WBUR and The New York Times, in partnership with the Huntington Theatre Company, are celebrating Valentine’s Day with a special live performance of Modern Love: The Podcast. Hosted by Meghna Chakrabarti (host of Modern Love: The Podcast as well as NPR & WBUR’s On Point) with Daniel Jones (editor of the NYT “Modern Love” column), the event will be a live recording of the hit podcast featuring three Modern Love essays read by top actors from stage and screen including William Jackson Harper from television's The Good Place. It will also feature a live musical performance. Modern Love Live will take place on Sat., Feb. 16, 2019 at 8 p.m. at the Huntington Avenue Theatre, 264 Huntington Ave. Tickets go on sale to the general public Thursday, Dec. 20. Prices start at $25.

Modern Love: The Podcast transforms the popular reader-submitted NYT Modern Love essays into an immersive weekly podcast experience that takes listeners on an audio journey, bringing the poignant, honest and hopeful stories to life. Each episode features a reading performed by actors, combined with music and an intricately produced soundscape.

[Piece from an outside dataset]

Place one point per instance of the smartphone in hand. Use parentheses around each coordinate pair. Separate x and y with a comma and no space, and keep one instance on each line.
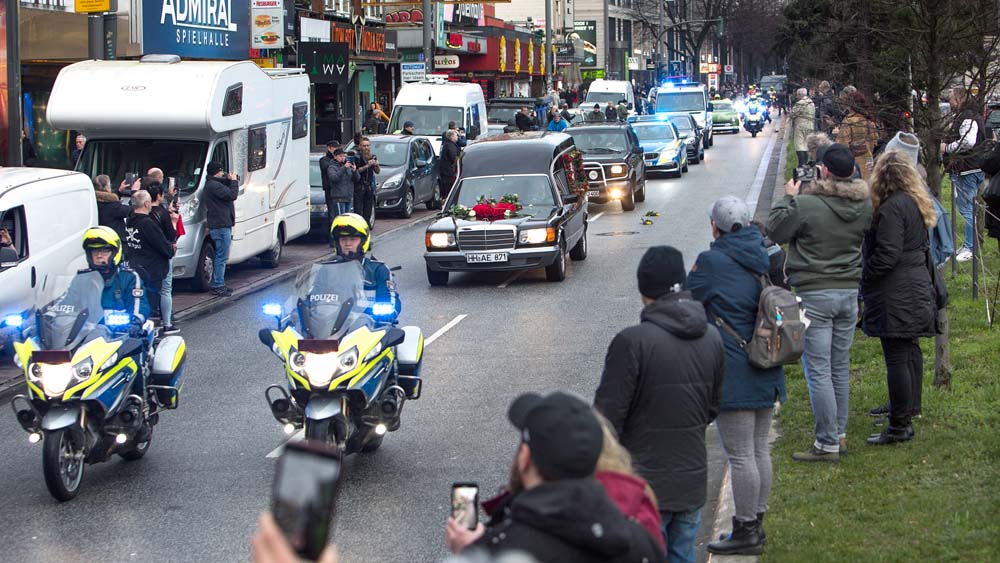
(465,504)
(304,496)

Exploring the joys and tribulations of love, Modern Love: The Podcast debuted at #1 on the iTunes chart. The podcast launched on Jan. 21, 2016. Since then, more than 100 top actors have read for the podcast, including Kate Winslet, Uma Thurman, Sandra Oh, Jake Gyllenhaal, Sterling K. Brown, Stanley Tucci, Angela Bassett, Michelle Rodriguez, Willem Dafoe, Kristen Bell, Issa Rae, Olivia Munn, and Sarah Silverman.